Meghan: You joined Sagetap last year. Has your process for using the platform changed at all since then?

Anand: I initially thought it might be cool to experience a pitch where there's anonymity on one side. Usually when you're talking to a sales rep, they've done all their data scraping about you from ZoomInfo and 6sense. That sort of gives me a sense of a vulnerable position when I'm talking to a vendor. It's not a fair conversation for you to even negotiate the best price or the best features.

But Sagetap actually, I believe, is trying to solve some of that imbalance. The more I started spending time, I realized there is a much bigger problem it can solve. This can actually level the playing field there, if there is enough telemetry that can be generated through the community effort.

When it's anonymous, people are a lot more open about sharing their projects as well. It's not about the buyer-seller experience, it's about the whole ecosystem and what people are willing to share within the platform.

Oftentimes CISOs don't even have an idea of the kind of projects that they have to think about and build a business case. So what I love about Sagetap is you can actually collect information from your peers, what they're interested in, what they're buying, and what's the emerging vendor landscape even before it hits the Gartner Magic Quadrant or whatnot.

Meghan: Let's talk about any advice you have for other leaders who are not on Sagetap yet, but maybe they should be.

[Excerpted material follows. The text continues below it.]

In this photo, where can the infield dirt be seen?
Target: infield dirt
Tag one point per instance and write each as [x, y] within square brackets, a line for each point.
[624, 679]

Anand: I know way too many leaders, the primary way they evaluate vendors is either through their trusted network of CISOs, through their private WhatsApp chats. They obviously want to spend time with the founder, especially if it's an early-stage company. They want to build a relationship. They want to become an advisor sometimes. They want to be able to influence the product roadmap. 

So a lot happens between discovering a vendor or a product all the way through the purchase. And I believe Sagetap can actually remove some of the pain in the whole journey.

This is something that we have been waiting for for a long time. I would absolutely recommend just check it out for what it's worth. It's a beautiful platform to go and discover new capabilities.